As I stood there perplexed, a woman came with her child – just three days old. The baby was convulsing. The nurses rushed to check the baby and see what they could do. They used their expertise to help. The mother stood there, and you could see on her face the state of torment and confusion she was in. Unsure what would happen to her child. “Dis na me fos born”, she said in Krio. Meaning the baby is her firstborn.
“You see,” the Community Health Officer, Sahr Foday turned to me saying resignedly: “now we need an anti-convulsant injection to give to this baby, but the injection is not available”. My heart pounded, as fast as my hope shattered, for the poor baby. Sad and worried, I prayed in my heart that nothing should happen to the innocent boy. The nurses did their best. Even without having what they needed, they tried their best. I returned home with my eyes pregnant. I returned to the hospital in the afternoon to see how the baby was fairing. Thankfully he lay on the hospital bed sleeping, as his innocence glowed – with his mom sitting beside him.
“E don cam to now” – he is stable now– the nurse told me. “Do you want to marry him? He’s a cute boy” she asked me jokingly. “Yes!” I exclaimed, beaming with smile stretching jaw to jaw. The smile on the mother’s face was priceless and infectious. Seeing her son out of danger brought sunshine to her hitherto dark mood. It was a sigh of relief for us all. After the needless death of that baby, we didn’t want a similar story of an innocent child snatched so brutally.

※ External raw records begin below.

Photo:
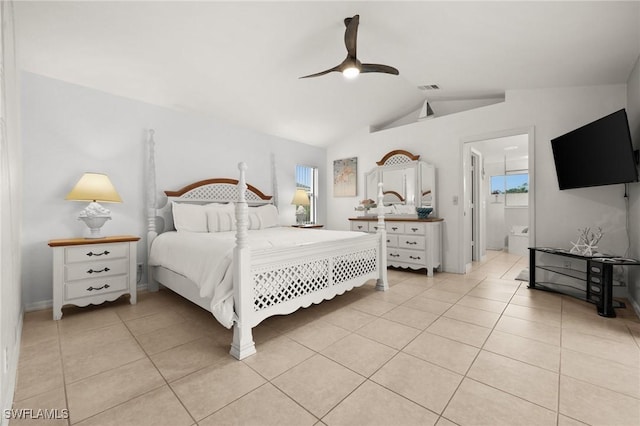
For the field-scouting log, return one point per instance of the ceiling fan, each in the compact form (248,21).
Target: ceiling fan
(351,66)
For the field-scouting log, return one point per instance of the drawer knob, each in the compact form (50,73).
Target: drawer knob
(91,271)
(106,252)
(98,288)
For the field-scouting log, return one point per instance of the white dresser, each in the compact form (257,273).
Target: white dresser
(411,243)
(92,271)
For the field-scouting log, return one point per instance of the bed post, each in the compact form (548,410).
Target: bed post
(382,283)
(152,285)
(242,345)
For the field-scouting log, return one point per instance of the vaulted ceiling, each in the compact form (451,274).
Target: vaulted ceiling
(241,61)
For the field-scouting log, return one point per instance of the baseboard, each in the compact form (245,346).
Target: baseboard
(38,306)
(47,304)
(12,373)
(635,305)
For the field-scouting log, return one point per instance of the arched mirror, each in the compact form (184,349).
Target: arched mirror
(406,180)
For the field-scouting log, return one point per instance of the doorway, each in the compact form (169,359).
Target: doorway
(498,209)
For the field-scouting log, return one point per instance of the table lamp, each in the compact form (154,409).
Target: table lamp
(94,187)
(300,199)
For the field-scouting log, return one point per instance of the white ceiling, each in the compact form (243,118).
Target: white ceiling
(240,61)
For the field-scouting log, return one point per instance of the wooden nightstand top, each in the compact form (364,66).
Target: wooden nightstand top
(83,241)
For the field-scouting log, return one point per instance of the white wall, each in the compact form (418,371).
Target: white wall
(633,114)
(10,179)
(68,129)
(551,112)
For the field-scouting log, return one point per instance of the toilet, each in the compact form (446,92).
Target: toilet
(519,240)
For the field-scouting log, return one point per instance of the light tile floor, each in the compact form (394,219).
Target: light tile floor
(474,349)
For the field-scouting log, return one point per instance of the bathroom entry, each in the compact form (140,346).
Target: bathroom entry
(498,210)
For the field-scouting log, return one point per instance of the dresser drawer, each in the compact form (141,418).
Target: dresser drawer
(360,226)
(411,241)
(95,287)
(373,226)
(406,256)
(96,251)
(395,228)
(414,228)
(99,269)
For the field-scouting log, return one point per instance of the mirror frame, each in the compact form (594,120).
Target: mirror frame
(403,160)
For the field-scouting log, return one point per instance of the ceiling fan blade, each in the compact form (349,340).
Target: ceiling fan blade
(351,35)
(379,68)
(318,74)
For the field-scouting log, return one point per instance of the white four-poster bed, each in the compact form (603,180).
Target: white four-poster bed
(259,270)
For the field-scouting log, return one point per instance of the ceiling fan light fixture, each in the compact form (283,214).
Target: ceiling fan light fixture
(351,72)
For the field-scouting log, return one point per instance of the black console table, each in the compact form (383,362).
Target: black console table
(591,281)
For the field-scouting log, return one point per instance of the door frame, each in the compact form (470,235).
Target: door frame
(465,237)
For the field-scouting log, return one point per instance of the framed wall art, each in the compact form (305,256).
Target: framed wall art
(345,172)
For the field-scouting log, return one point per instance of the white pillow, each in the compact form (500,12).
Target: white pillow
(268,215)
(189,217)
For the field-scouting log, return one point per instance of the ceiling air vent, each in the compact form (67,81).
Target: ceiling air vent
(429,87)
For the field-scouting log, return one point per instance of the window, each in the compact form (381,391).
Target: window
(307,179)
(515,188)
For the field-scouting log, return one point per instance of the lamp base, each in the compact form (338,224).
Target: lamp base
(94,224)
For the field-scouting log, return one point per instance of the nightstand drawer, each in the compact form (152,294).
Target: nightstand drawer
(414,228)
(395,228)
(97,286)
(360,226)
(99,269)
(392,240)
(411,241)
(96,252)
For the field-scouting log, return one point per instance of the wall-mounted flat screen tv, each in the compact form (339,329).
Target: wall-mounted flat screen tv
(599,153)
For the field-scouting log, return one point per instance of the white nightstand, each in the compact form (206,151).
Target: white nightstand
(93,271)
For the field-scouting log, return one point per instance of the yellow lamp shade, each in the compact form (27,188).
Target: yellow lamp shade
(94,187)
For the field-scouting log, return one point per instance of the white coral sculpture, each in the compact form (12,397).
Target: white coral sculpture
(587,242)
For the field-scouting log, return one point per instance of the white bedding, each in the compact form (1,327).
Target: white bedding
(206,258)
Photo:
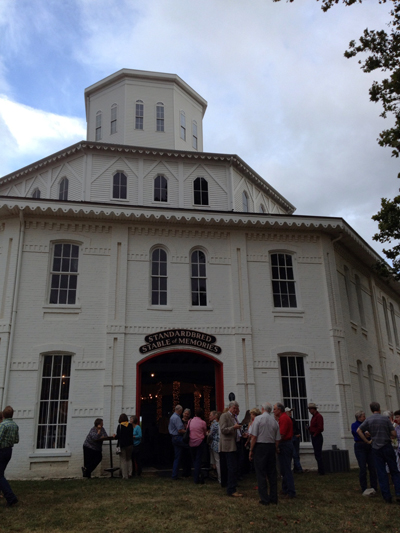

Amidst Covid-19 in Sierra Leone, we must not forget the other problems our health sector faces. Lives are lost because of the lack of lifesaving drugs or equipment in our hospitals. Training staff to refresh their knowledge or learn new techniques to help make them more efficient and effective is almost non-existent in health facilities in most of rural Sierra Leone. Preventable deaths are what send people including women and children to their early grave. We must not ignore other critical health issues and challenges we have in the health sector just because there is COVID-19, however important that fight is. Whilst we fight the coronavirus we must not forget or ignore the other everyday fights.